= Nosrat al-Din Mirza Salar es-Saltaneh =

Iranian prince (1884–1954)

Prince Nosrat al-Din Mirza Salar es-Saltaneh (2 February 1884 – 1954) was a Qajar prince and painter, son of Naser al-Din Shah Qajar and princess Zinat es-Saltaneh grand daughter of Abbas Mirza.

He was the governor of Hamadan for a year during Mozaffar al-Din Shah's reign. Thereafter, he went to France. In 1923, Nosrat al-Din Mirza was a companion to Mohammad Ali Shah when he returned to Iran. For the second time, he went to France in 1926 and lived there until the death of Malakeh Jahan wife of Mohammad Ali Shah in 1945 in St. Clue and then came back to Iran. In Iran he lived in his sister Ezz es-Saltaneh's house.

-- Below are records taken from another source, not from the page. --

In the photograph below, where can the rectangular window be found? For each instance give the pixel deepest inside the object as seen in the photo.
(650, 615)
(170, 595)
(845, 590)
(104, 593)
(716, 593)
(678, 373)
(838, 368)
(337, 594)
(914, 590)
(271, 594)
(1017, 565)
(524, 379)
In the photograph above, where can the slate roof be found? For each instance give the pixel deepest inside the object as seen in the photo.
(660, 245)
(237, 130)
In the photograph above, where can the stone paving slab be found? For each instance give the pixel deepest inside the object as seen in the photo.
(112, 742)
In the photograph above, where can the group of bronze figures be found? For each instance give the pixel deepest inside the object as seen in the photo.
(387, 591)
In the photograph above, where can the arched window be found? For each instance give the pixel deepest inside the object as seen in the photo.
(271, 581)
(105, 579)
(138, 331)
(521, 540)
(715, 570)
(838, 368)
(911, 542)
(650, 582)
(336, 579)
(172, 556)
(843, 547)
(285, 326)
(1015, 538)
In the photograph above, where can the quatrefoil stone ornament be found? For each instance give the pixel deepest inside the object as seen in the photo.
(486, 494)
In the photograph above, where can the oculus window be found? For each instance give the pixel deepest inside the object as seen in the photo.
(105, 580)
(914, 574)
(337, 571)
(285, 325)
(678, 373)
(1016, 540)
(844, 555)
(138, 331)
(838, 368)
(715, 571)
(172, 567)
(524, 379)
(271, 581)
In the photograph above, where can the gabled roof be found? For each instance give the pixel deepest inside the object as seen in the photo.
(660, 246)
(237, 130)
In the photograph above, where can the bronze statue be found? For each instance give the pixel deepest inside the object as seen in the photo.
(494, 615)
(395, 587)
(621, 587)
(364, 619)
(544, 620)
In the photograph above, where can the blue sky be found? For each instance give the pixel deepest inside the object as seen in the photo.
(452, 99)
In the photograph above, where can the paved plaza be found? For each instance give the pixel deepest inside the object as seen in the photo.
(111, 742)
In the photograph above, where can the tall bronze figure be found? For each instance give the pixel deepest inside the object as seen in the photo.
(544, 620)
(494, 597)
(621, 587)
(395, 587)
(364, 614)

In 1954, Nosrat al-Din Mirza died in Paris and was buried there. He was a painter and earned a living in Paris by selling his paintings. He was also a great setar player. Salar es-Saltaneh had 3 children, Sultan Hussein Mirza, Sultan Ali Mirza and Sultan Abdullah Mirza. Abdullah Mirza was born in 1912, died in Iran in 1957, and was buried in Zahir-od-dowleh cemetery.